Removing Files From Github
Once in a while when working with Github, you may accidentally commit a file (or group of files), that you didn’t intend to, and need to remove all traces of it from Github history. This situation often occurs when your .gitignore
isn’t correctly configured to ignore a particular file.
I recently encountered this situation with pytest
and it’s auto generated .pyc
files, and spent part of this morning figuring out what to do. Here’s what I found.
The Answer
This post on Githubs help articles isn’t the most beginner friendly, but is the perfect solution to the problem Removing sensitive data from a repository.
git filter-branch --force --index-filter \
'git rm --cached --ignore-unmatch PATH-TO-YOUR-FILE-WITH-SENSITIVE-DATA' \
--prune-empty --tag-name-filter cat -- --all
This command in particular is very dense, and no explanation is given to how it accomplishes our goal.
One way to understand whats happening, is to realize that the actual command is git filter-branch
and the rest of the string are simply options.
Command
filter-branch
Lets you rewrite Git revision history by rewriting the branches mentioned in the “rev-list options”, applying custom filters on each revision. Those filters can modify each tree (e.g. removing a file or running a perl rewrite on all files) or information about each commit.

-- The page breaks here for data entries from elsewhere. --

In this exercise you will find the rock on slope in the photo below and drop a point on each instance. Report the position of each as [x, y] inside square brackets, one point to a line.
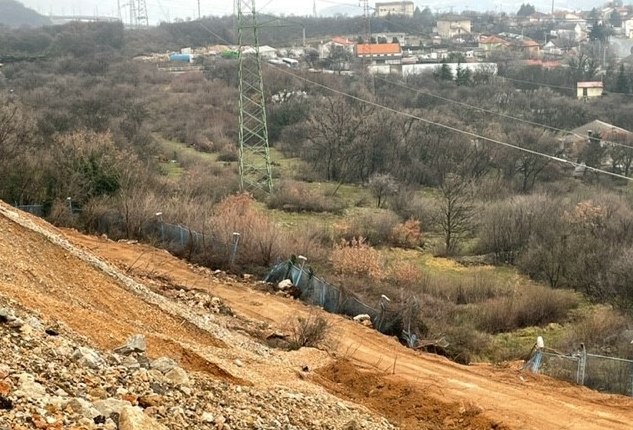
[64, 315]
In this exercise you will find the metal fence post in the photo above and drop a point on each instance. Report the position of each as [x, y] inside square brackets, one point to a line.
[159, 215]
[631, 377]
[582, 363]
[303, 262]
[236, 239]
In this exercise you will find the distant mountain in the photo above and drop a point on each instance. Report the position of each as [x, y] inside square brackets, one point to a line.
[15, 14]
[344, 10]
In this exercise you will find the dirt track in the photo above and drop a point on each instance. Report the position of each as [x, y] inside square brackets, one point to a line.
[415, 390]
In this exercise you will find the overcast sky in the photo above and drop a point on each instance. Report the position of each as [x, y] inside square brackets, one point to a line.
[169, 10]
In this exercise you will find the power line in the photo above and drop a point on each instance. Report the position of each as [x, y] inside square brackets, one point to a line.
[454, 129]
[562, 160]
[526, 121]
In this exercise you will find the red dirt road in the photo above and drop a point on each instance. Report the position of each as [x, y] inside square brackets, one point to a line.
[414, 390]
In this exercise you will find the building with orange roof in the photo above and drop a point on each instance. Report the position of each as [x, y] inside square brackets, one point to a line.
[492, 43]
[589, 89]
[336, 44]
[380, 53]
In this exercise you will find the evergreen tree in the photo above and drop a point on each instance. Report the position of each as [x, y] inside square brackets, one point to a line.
[444, 72]
[526, 9]
[622, 84]
[462, 75]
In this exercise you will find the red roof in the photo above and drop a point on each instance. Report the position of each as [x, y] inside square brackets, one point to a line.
[493, 39]
[589, 84]
[342, 40]
[377, 48]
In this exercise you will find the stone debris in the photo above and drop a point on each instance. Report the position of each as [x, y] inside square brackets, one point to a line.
[134, 343]
[56, 382]
[363, 319]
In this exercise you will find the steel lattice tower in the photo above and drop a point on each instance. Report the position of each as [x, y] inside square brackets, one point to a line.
[141, 13]
[254, 156]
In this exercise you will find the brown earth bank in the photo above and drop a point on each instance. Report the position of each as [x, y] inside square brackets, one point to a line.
[105, 291]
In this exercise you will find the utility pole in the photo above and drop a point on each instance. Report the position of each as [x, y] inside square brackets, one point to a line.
[143, 18]
[254, 157]
[367, 57]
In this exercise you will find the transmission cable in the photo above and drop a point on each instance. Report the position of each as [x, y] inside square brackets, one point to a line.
[451, 128]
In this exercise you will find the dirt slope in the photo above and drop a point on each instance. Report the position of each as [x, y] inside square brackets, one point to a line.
[413, 390]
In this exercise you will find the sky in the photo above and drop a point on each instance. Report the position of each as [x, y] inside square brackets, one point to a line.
[170, 10]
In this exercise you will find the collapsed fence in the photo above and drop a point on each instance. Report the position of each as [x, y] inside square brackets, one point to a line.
[400, 321]
[385, 317]
[596, 371]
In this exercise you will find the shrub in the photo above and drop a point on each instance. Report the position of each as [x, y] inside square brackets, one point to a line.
[534, 307]
[293, 196]
[228, 156]
[601, 329]
[261, 242]
[465, 344]
[406, 234]
[356, 257]
[375, 227]
[310, 331]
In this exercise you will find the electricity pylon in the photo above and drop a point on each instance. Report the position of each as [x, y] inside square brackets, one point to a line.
[254, 156]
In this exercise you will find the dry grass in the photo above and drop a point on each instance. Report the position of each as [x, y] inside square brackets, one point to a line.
[356, 257]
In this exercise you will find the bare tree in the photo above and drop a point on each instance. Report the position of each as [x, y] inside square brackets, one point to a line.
[337, 131]
[381, 187]
[455, 211]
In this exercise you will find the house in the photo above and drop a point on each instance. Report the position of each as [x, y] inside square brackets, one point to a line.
[451, 26]
[380, 53]
[604, 133]
[511, 40]
[336, 44]
[552, 48]
[627, 24]
[569, 31]
[395, 8]
[492, 43]
[538, 17]
[589, 89]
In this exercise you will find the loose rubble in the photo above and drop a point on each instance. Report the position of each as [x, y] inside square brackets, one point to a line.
[59, 381]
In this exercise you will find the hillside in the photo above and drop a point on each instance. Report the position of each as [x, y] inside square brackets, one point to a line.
[67, 300]
[14, 14]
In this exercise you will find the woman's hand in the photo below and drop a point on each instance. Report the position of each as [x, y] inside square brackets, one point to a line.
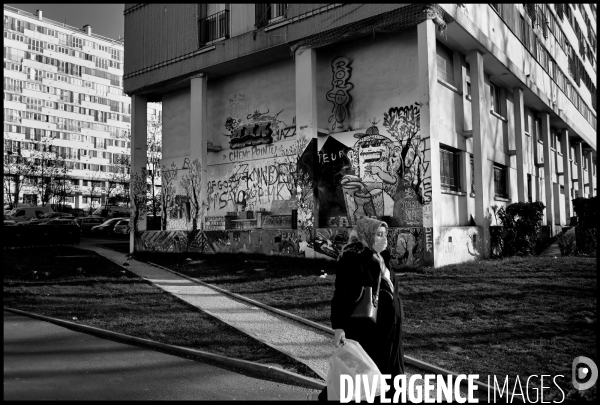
[338, 337]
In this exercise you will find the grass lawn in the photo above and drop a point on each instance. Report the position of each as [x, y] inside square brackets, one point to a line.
[91, 290]
[515, 317]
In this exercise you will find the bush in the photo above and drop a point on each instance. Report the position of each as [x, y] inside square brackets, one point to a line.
[521, 224]
[566, 244]
[586, 231]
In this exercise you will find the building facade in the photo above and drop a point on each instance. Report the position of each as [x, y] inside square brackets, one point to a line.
[296, 120]
[63, 99]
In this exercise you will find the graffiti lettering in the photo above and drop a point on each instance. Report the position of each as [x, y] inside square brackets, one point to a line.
[339, 94]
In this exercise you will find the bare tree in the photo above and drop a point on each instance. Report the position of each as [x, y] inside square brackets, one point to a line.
[167, 194]
[139, 198]
[16, 170]
[94, 190]
[62, 185]
[191, 184]
[154, 144]
[46, 167]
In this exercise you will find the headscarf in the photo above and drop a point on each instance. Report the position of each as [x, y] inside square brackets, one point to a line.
[367, 228]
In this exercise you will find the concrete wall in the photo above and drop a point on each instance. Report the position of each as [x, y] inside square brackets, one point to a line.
[251, 177]
[242, 18]
[176, 125]
[457, 245]
[383, 75]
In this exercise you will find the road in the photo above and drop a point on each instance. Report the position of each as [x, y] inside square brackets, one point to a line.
[43, 361]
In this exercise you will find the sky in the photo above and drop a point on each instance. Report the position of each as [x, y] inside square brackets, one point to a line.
[106, 19]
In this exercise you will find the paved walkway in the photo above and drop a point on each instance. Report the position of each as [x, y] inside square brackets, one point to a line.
[43, 361]
[553, 249]
[310, 346]
[302, 342]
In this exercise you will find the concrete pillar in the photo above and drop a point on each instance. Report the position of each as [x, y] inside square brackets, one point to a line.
[520, 143]
[199, 138]
[139, 158]
[565, 146]
[579, 161]
[483, 168]
[306, 112]
[306, 93]
[548, 170]
[432, 210]
[590, 159]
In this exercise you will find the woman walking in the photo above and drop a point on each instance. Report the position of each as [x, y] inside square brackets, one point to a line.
[362, 261]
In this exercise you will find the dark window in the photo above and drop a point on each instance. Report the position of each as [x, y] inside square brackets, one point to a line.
[449, 168]
[468, 78]
[500, 187]
[445, 63]
[472, 175]
[262, 14]
[495, 92]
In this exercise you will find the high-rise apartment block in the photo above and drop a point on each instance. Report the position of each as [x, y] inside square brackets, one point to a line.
[302, 118]
[63, 96]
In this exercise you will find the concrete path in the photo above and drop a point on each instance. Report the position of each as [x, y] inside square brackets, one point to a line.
[304, 343]
[553, 249]
[307, 345]
[43, 361]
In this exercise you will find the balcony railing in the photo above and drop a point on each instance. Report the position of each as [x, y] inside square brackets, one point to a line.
[214, 27]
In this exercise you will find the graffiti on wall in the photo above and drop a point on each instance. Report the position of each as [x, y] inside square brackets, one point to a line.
[382, 172]
[257, 128]
[406, 245]
[248, 186]
[339, 95]
[458, 244]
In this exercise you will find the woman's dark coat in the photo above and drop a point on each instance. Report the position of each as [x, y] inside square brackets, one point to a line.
[357, 268]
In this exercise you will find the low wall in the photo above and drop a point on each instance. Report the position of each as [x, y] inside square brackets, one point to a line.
[408, 246]
[40, 235]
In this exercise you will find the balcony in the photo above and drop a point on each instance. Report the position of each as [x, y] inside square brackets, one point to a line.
[214, 27]
[265, 13]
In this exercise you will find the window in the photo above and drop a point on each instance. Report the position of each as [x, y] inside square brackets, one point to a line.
[538, 130]
[500, 187]
[449, 168]
[472, 174]
[495, 93]
[468, 79]
[445, 63]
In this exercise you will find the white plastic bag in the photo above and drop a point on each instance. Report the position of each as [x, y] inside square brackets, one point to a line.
[351, 359]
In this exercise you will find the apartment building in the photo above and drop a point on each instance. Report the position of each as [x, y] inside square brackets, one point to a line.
[302, 118]
[63, 97]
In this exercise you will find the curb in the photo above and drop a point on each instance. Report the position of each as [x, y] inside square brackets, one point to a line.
[273, 373]
[291, 355]
[409, 360]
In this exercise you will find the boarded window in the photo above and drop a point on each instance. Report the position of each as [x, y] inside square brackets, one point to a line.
[449, 168]
[500, 175]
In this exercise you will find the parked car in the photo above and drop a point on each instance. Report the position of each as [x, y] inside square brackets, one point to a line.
[47, 217]
[122, 228]
[87, 223]
[61, 221]
[8, 221]
[106, 228]
[22, 214]
[113, 211]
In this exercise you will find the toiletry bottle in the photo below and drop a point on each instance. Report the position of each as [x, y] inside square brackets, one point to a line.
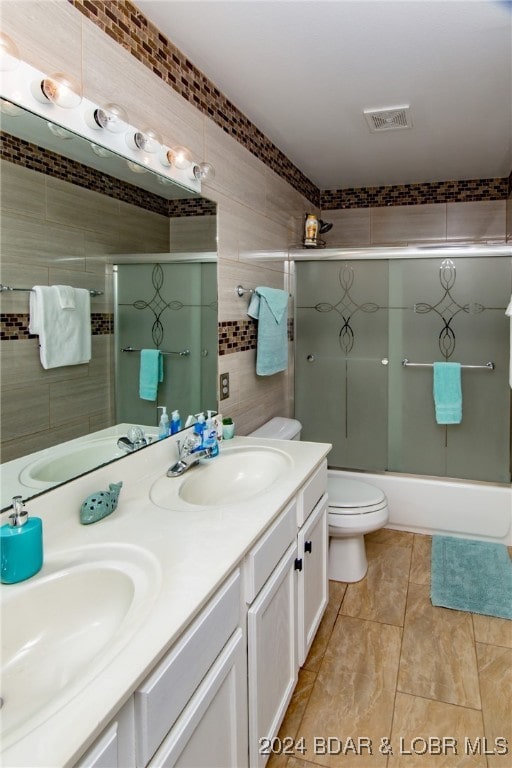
[210, 436]
[163, 426]
[21, 544]
[199, 428]
[175, 422]
[218, 425]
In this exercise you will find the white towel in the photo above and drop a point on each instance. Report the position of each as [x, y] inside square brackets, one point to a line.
[64, 335]
[508, 312]
[66, 296]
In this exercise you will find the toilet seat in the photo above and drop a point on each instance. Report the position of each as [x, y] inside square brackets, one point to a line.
[353, 497]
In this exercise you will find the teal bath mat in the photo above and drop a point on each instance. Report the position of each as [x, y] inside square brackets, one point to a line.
[474, 576]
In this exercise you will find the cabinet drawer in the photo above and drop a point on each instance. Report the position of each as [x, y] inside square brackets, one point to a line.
[312, 490]
[263, 558]
[162, 697]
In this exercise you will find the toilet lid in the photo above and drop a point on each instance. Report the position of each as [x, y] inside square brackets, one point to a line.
[353, 494]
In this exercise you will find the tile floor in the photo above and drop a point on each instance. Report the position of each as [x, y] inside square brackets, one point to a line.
[388, 672]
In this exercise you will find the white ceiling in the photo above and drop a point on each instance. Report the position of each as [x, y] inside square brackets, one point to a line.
[303, 71]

Basically ‘filter branch’ will apply every option to the target file, for the entire history of your repository. This is extremely powerful, but disastrous if you modify the wrong file, as you won’t be able to run git revert
as the repository history will have changed.
If you’re looking a deeper dive into how git filter-branch
works, reading the official explanation on git-scm really helps to clarify the details.